Italie : L’extrême droite espère conquérir des fiefs de gauche

Walaa Al-Assrah Mardi 22 Septembre 2020-13:46:02 Actualités Internationales
L’extrême droite espère conquérir des fiefs de gauche
L’extrême droite espère conquérir des fiefs de gauche

L’extrême droite italienne espérait hier lundi s’emparer de nouvelles régions aux mains de la gauche, dont la Toscane, joyau “rouge” depuis un demi-siècle, dont la perte affecterait la crédibilité du gouvernement au pouvoir, selon l’AFP.

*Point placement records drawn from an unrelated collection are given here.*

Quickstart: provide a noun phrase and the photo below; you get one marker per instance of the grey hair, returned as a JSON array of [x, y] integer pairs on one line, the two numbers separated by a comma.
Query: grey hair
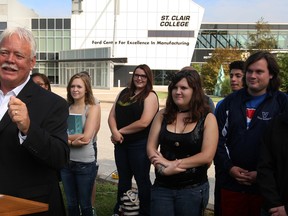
[[23, 34]]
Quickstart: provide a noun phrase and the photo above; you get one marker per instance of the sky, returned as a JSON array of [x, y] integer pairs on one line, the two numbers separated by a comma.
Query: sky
[[240, 11]]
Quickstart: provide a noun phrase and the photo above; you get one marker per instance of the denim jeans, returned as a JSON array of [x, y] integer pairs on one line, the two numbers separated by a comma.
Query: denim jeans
[[78, 180], [184, 202], [132, 160]]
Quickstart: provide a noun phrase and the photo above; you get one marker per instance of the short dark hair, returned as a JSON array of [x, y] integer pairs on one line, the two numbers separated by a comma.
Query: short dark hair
[[273, 67], [237, 65], [198, 105]]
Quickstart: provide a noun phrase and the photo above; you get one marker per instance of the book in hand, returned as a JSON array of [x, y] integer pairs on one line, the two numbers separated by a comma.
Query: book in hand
[[74, 124]]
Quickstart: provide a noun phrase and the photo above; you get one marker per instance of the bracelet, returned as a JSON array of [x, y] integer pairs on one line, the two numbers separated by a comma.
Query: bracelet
[[160, 169]]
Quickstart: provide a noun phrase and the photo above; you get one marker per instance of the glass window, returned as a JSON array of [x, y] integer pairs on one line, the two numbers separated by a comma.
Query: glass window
[[50, 45], [42, 33], [58, 44], [50, 33], [66, 44], [59, 24], [58, 33], [51, 24], [66, 33], [67, 23], [42, 56], [42, 44], [35, 33], [35, 24], [43, 24], [51, 56]]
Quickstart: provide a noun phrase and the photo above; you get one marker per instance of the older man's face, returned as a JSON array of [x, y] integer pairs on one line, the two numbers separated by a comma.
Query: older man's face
[[15, 62]]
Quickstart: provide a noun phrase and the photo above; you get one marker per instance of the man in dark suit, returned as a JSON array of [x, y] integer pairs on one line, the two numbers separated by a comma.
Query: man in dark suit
[[33, 125]]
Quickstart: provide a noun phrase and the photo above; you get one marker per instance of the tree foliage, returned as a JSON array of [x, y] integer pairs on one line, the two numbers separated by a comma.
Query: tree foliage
[[283, 63], [262, 39], [210, 70]]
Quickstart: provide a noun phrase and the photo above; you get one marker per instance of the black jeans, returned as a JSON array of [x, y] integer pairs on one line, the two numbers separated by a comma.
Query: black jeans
[[132, 160]]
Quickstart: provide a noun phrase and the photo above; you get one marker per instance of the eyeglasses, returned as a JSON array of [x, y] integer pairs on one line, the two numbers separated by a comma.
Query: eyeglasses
[[41, 84], [137, 76]]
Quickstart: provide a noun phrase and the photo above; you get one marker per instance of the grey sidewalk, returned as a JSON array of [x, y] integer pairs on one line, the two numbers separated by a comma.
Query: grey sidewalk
[[106, 148]]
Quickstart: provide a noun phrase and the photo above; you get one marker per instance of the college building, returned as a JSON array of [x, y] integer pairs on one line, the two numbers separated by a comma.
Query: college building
[[109, 38]]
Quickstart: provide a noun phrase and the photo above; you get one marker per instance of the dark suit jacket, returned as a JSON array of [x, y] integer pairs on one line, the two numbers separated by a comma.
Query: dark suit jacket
[[29, 170]]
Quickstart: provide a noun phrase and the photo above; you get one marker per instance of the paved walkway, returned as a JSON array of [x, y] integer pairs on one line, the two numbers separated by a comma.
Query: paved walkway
[[105, 147]]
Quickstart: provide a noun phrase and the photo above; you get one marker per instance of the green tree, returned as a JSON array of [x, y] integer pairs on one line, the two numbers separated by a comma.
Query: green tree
[[283, 63], [226, 88], [210, 70], [262, 39]]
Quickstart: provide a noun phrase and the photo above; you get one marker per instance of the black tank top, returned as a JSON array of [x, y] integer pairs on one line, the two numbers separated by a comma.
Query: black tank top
[[177, 146]]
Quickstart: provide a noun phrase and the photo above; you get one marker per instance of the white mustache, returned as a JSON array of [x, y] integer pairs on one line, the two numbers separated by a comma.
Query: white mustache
[[9, 66]]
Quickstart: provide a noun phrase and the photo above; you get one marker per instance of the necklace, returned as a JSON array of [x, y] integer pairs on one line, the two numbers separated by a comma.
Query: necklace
[[183, 111], [182, 131], [177, 144]]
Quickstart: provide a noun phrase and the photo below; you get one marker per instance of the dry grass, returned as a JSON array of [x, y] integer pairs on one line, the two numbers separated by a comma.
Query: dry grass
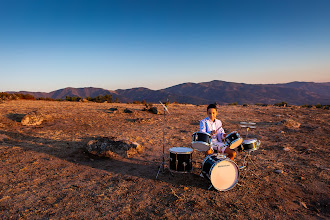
[[46, 174]]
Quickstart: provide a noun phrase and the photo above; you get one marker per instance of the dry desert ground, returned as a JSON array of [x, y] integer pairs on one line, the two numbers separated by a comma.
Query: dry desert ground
[[46, 172]]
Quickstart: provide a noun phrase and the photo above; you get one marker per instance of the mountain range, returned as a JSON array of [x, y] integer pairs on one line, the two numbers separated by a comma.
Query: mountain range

Les électeurs ont commencé à voter dimanche matin et avaient jusqu’à 15h00 heure locale hier lundi pour venir déposer leurs bulletins en suivant de strictes protocoles de sécurité, dans ce pays où la prévalence du coronavirus remonte depuis sept semaines.

Six régions - quatre à gauche (Toscane, Campanie, Pouilles et Marches), deux à droite (Ligurie et Vénétie)- devaient élire de nouveaux présidents.

Le score gauche-droite à l’issue des résultats régionaux, annoncés hier soir, ne manquera pas d’être agité sous le nez du gouvernement de Giuseppe Conte, coalition formée voici un an entre le Mouvement 5 Etoiles (M5S) et le Parti démocrate (PD, centre gauche). Sans toutefois impliquer une chute du gouvernement actuel, qui doit s’atteler à présenter un plan de relance à Bruxelles.

Jouissant de candidats uniques, un front centre droit et extrême droite avait des chances sérieuses de s’emparer de régions à gauche où s’alignaient des candidats d’opposition majoritairement en ordre dispersé.

Un scénario catastrophe pour le gouvernement serait que la droite gagne trois des quatre régions actuellement à gauche (la Campanie semblant hors de danger). La droite dirige déjà 13 régions italiennes et la gauche 6.

La minuscule région du Val d’Aoste renouvelle pour sa part ses conseillers régionaux, car l’équipe sortante a été impliquée dans une enquête pour infiltration mafieuse de la ‘Ndrangheta (mafia calabraise) au moment des élections régionales de 2018.

Outre ces plus de 18 millions d’électeurs de sept régions, l’ensemble des 46 millions d’électeurs italiens doivent se prononcer sur un important référendum national sur la réduction du nombre de parlementaires.

Cette promesse électorale du Mouvement 5 Etoiles devrait a priori se concrétiser, sonnant au passage une victoire personnelle pour son dirigeant Luigi Di Maio, dont le formation pourrait dans le même temps subir des déconvenues aux régionales. Le nombre des parlementaires passerait alors de 945 à 600. Aujourd’hui, l’Italie a le deuxième Parlement le plus fourni en Europe, derrière celui du Royaume-Uni (environ 1.400), et devant la France (925).

Reste que ce sont peut-être les régionales qui pourraient modifier plus encore le paysage politique.